Setenta mil lo dejaron, once mil volvieron.
Según un artículo del último número de la revista Civiltà Cattolica, el Vaticano estima que 69.063 sacerdotes abandonaron su ministerio entre los años 1964 y 2004, pero 11.213 regresaron al sacerdocio entre el 1970 y el mismo 2004. De entre los que salieron, algo menos de 57.000 lo hicieron para casarse, mientras que el resto lo hicieron por crisis de fe, problemas con sus superiores, con la doctrina, etc. Pero que uno de cada siete sacerdotes que han dejado el sacerdocio hayan vuelto a ejecerlo, indica que la Iglesia tiene siempre los brazos abiertos para acoger a quien ha cometido errores o ha tenido dudas.

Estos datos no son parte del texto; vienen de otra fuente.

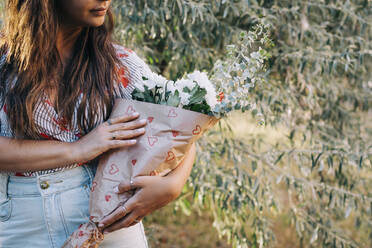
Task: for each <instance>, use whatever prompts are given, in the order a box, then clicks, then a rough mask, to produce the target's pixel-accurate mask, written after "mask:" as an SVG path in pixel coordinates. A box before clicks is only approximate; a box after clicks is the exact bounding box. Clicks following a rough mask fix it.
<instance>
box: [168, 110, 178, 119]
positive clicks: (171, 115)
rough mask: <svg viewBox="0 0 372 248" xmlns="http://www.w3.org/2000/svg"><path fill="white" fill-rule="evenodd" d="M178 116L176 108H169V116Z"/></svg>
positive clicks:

No voy a caer en la simpleza de llamar ovejas perdidas a los sacerdotes que han abandonado el sacerdocio. Un gran número de ellos siguen en comunión con la Iglesia e intentan ser buenos cristianos desde su reducción al estado laical. Pero es obvio que cuando alguien, libremente, ha dado el paso de comprometerse definitivamente con Dios y su Iglesia para servir como sacerdote y luego da marcha atrás, algo se quiebra. Es por ello que debemos felicitarnos cuando se invierte el camino y el sacerdote vuelve a ser en la práctica lo que sacramentalmente nunca dejó de ser.
Otro de los datos que aparecen en el artículo es la clara disminución de abandonos del sacerdocio en los últimos años. Del 2000 al 2004, cada año, ha abandonado el sacerdocio una media del 0,26% de sacerdotes. Nada que ver con la espantada que se produjo en el postconcilio, especialmente en la década de los setenta. Dato este último que debería hacer reflexionar muy seriamente a aquellos que insisten en la tesis de la primavera conciliar. No sé yo qué primavera es esa cuyas flores son el abandono del sacerdocio de miles y miles de sacerdotes, la drástica disminución de las vocaciones, el abandono de la práctica religiosa por millones de católicos y la pérdida constatable del "sensus fidei" en sectores muy amplios del pueblo católico. Alguien debó de echar un mal fertilizante al campo previamente abonado por el Concilio Vaticano II. Pero de nada vale ya lamentarse. Es tiempo de mirar para adelante, de desarrollar aquello del concilio que realmente ha funcionado y de buscar nuevos caminos que ayuden a que la Iglesia se enfrente a los desafíos que tiene delante de sí.